The solitary white flowers are located in the leaf or branch axils. They open at 9 am and, in good weather, remain open for 12 hours. The 5 double petals are shorter than the oblong-lanceolate sepals. There are 2 to 5 stamens and 3 stigma. The fruit is globular or ovate and covered in teeth. It opens when ripe and the seeds are shaken out through the movement of the plant.


Saponin glycosides, coumarins, flavonoids, vitamin C.


Alterative, demulcent, emollient, vulnerary, anti-itch, antirheumatic, mild laxative. A ‘cold’ (refrigerant) agent, dispelling excess body heat. Cools, soothes and relieves irritation.

Medicinal Parts

The medicinal part is the fresh flowering or dried herb.

Usage and Indication

Internally chickweed is used for rheumatism, gout, stiffness of the joints, tuberculosis, and diseases of the blood. Externally, it is used for poorly healing wounds, hemorrhoids, inflammation of the eyes, eczema and other diverse skin diseases.

Ancient English remedy for chronic skin conditions. Boils, painful eruptions, varicose ulcers, abscess, etc. Muscular rheumatism, inflamed gouty joints (ointment or poultice). Takes the heat out of itchy skin.


Tea: 2 teaspoons dried herb to each cup or, 1 oz to 1 pint, boiling water; infuse 15 minutes. Fresh herb, double quantity; simmer 10 minutes: 1 cup, 3 times daily.

Use tea for cleansing.

Liquid extract BHP (1983): 1:1 in 25 per cent alcohol: dose – 1-5ml.

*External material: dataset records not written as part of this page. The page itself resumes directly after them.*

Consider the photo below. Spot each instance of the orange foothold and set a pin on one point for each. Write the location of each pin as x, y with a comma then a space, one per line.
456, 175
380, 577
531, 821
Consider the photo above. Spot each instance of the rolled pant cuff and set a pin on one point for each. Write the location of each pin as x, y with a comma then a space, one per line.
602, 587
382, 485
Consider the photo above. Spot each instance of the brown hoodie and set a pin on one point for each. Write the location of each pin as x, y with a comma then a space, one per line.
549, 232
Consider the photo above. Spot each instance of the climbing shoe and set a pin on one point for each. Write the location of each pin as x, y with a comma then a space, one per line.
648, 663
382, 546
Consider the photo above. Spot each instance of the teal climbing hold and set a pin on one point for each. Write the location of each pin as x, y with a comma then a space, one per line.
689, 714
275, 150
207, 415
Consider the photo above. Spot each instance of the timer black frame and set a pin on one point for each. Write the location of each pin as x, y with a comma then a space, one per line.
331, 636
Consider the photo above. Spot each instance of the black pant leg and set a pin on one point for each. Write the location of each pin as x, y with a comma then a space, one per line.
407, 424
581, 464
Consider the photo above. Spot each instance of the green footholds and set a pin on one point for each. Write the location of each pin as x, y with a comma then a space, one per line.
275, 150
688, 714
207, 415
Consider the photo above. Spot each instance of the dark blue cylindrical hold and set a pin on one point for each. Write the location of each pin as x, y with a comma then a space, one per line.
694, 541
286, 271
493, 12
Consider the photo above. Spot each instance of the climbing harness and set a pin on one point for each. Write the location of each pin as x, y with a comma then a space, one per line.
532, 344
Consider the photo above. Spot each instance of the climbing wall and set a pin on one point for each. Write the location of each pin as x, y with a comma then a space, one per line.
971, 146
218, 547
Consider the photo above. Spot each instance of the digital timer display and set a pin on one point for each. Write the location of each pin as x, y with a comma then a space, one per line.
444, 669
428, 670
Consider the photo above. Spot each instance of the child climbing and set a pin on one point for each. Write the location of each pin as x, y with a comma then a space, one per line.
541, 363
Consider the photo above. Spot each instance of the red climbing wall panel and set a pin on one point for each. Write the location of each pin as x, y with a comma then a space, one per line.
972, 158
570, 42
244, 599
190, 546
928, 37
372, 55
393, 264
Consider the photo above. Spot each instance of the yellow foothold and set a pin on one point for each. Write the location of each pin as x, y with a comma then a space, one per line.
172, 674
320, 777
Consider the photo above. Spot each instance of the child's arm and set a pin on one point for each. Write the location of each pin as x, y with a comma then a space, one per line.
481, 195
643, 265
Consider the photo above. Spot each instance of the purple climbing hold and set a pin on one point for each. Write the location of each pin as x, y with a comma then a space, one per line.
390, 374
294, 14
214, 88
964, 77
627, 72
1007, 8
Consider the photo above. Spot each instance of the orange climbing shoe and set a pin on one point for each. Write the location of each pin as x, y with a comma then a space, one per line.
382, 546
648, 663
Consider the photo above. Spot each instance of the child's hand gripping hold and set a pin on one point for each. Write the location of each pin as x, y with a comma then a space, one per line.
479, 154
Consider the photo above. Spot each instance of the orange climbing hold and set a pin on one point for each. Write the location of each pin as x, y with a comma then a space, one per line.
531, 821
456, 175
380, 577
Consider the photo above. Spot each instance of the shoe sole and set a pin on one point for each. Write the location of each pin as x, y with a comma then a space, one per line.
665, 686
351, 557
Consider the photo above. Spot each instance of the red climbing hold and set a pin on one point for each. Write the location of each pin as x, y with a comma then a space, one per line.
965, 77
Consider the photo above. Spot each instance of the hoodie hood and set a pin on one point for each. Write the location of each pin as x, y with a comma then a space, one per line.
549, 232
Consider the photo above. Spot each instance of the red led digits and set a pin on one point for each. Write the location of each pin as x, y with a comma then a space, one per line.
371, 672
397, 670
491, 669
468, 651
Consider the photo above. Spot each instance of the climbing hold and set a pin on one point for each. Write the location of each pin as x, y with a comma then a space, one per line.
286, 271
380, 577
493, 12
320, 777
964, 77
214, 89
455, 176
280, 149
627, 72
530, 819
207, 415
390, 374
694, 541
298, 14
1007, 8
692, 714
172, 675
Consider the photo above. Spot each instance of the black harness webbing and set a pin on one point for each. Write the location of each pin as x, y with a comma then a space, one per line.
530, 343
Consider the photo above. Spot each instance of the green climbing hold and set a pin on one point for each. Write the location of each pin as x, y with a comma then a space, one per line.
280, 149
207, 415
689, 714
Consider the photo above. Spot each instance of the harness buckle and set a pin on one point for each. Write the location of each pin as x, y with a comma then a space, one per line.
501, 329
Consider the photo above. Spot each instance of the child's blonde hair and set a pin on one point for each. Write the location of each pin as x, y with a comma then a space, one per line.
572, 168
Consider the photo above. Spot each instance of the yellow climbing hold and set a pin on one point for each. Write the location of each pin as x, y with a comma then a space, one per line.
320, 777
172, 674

Tincture BHP (1983): 1:5 in 45 per cent alcohol: dose – 2-10ml.

Poultice: handful bruised Chickweed in muslin bag; use rolling pin until bag weeps juice; apply to affected area (varicose ulcer, etc). OR: 1oz dried leaves in bag; steep in boiling water; apply warm.

Chickweed Ointment: 1 part clean Chickweed to 4 parts fat. Place all in a stone jar in a hot oven. Steep 2-3 hours. Strain through a wire mesh strainer or clean cloth into another jar. When cold, ready for use.

Lotion: Take a pot or other suitable receptacle, fill with fresh Chickweed well pressed down. Pour on Sunflower seed oil (or other preferred oil) to saturation point. Allow to steep for 2 weeks, strain and bottle. Apply lid or cap and use for eczema and other skin diseases. (Christopher Hedley, MNIMH)


Mode of Administration: The herb is used as a tea or in the form of juice for poultices, and in baths for medicinal purposes.


PDR for Herbal Medicines by Joerg Gruenwald, PhD and Thomas Brendler, BA etal.